In light of recent events, I’m screaming into the void again.  That is to say, I’m writing to my red-state representatives.  I’m posting the body of a letter I’m sending to Senator Cruz, who received an A+ rating from the NRA, and whose campaigns received considerable financial support from the group.

As your constituent, I am writing to you to urge you to take action to ban assault weapons.

I might have begun by saying “In light of recent events,” but that would imply the presence of assault weapons and ease of access to them is a recent development. You know this is not the case.

You know the devastating history of murder involving assault weapons and that shootings involving them will continue if we as a nation do nothing to curb their availability.

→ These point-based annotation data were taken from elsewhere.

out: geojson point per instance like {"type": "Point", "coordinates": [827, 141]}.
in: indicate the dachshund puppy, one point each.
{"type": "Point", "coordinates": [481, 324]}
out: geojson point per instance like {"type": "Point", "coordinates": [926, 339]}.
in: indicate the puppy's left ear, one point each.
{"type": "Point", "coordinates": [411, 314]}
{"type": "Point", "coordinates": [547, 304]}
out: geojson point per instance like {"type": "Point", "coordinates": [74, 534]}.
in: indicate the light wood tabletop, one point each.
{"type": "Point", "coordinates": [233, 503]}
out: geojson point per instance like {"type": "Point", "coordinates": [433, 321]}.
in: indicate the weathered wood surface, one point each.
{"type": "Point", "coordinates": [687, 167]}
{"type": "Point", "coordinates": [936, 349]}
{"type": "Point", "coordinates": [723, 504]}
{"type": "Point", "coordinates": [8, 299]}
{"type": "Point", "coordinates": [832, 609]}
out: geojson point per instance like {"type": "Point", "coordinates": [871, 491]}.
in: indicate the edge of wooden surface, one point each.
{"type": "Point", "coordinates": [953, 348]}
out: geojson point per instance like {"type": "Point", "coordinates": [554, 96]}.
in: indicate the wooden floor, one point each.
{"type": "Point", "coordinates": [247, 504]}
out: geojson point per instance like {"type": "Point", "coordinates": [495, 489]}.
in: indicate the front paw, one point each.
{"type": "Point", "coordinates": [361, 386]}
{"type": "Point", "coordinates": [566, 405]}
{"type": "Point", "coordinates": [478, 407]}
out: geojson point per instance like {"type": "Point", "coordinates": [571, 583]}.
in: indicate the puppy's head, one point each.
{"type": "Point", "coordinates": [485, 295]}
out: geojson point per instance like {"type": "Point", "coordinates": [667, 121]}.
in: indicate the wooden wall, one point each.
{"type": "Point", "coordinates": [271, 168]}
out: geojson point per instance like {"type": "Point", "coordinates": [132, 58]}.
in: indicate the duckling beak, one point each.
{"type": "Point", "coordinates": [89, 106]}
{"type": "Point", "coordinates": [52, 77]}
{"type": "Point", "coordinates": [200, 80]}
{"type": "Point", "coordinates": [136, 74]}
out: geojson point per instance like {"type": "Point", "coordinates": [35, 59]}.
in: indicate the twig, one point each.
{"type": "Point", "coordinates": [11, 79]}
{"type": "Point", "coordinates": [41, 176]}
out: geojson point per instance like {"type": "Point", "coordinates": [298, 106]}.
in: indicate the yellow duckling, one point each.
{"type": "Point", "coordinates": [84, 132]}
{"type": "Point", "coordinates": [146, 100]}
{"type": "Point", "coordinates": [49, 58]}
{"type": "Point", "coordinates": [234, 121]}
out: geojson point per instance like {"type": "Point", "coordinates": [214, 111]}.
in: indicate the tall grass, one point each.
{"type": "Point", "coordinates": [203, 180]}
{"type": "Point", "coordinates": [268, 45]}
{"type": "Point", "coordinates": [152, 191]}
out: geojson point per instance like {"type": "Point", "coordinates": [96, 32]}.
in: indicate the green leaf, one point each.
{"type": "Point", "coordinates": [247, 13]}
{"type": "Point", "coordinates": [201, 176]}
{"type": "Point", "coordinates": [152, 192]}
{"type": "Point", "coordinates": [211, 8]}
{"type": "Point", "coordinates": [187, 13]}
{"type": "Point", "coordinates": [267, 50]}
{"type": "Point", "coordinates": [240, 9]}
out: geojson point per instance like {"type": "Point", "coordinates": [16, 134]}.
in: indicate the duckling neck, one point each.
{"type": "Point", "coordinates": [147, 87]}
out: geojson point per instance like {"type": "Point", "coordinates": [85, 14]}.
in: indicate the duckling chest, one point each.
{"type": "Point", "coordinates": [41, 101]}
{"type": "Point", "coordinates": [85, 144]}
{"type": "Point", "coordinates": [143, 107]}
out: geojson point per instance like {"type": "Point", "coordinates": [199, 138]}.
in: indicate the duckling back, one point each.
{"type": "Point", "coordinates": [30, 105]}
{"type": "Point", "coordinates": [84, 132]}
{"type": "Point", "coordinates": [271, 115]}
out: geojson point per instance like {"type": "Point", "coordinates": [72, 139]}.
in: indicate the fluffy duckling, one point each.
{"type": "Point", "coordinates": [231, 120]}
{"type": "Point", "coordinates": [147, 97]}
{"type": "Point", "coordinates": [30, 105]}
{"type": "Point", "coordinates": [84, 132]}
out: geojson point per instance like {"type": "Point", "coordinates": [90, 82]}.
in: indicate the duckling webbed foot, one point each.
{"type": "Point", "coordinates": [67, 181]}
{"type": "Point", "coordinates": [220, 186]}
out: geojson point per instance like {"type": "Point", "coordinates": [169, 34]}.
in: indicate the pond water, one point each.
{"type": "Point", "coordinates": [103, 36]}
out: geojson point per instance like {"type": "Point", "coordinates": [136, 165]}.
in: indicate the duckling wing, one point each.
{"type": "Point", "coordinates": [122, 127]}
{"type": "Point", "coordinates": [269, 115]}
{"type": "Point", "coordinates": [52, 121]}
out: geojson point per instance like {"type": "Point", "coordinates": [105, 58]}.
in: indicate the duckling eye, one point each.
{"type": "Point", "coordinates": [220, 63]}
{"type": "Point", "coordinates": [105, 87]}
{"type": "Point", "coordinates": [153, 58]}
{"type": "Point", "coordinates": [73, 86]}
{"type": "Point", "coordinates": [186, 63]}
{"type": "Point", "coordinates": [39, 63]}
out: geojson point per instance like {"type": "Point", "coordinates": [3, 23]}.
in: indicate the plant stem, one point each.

I don’t need to outline any of the recent terror involving such weapons in this letter: you know the details.

Given your A+ rating from the NRA, I realize that you won’t heed my concerns–I’m only one of your constituents, not one of your donors.

But let me remind you that you were not elected to represent special interest groups. You were not elected to represent groups whose ideology runs counter to the safety and well being of your constituency.

You were elected to represent the citizens of Texas.

Stand up for us, please. Stand up for your constituents and act to ban assault weapons.

If you find any of this letter useful, feel free to copy and modify as needed to send to your representatives.  In light of recent events, we need to keep screaming into the void.  And in November, those of us in Texas need to vote Cruz out.

On Writing: Drafting, Revising, and the Critique of an Ever-Shifting Present

One of the perils of writing–or, more specifically, revising–the sort of near-future science fiction that I write in the slow manner that I tend to write it is that the issue that sparked the story often changes significantly by the time I get around to polishing up said story.

Stepping back a bit: I’m in the camp that believes that one of the purposes of science fiction (and really, any form of literature) is to critique some element of the present. Yes, these stories should be full of interesting characters having interesting conflicts while doing interesting things. But there should also be something that grounds readers to the present, or something through which they can view that present.

But what happens when that present suddenly and dramatically shifts?

What got me thinking about this is that I recently came back to a story that I drafted in 2014, a near-future SF story about a young new mother whose repressive family twists the circumstances and narrative around her child’s birth. Back in 2014, I wanted to explore the collision between recent research on altering memories and the usual reproductive rights issues that find their way into my fiction.

And then in 2015, we saw a religious backlash in the US to the Supreme Court’s marriage equality ruling, a backlash that gave a platform to certain southern judges and county clerks.

And then in 2016, the current US administration was elected, sort of.

And then in 2017, the Texas legislature passed laws that allow child welfare agencies to deny adoptions and discriminate against prospective parents based on the agencies’ “religious freedom.”

And so on.

Which left me wondering, should events in the intervening years affect the story? Or the world-building around it? Given the damage done to reproductive rights in Texas in the last legislative session and the real threats to religious freedoms handed down from the state and federal levels, should I alter the society as I’ve imagined it?

The readers of the story will be inhabitants of 2018 (or 2019 as publishing schedules usually go), so it makes sense for me to address anything that no longer works with current policy and so forth.

But ultimately, the question must be what will make for the best story? If I just want to explore the consequences of a given law, then I should just write an essay or a blog post. If I want to write fiction and affect readers, then any changes have to be in service to that end. The critique has to be secondary.

After all, if no one is moved or intrigued or delighted or enraged by a character, then what’s the point of telling her story?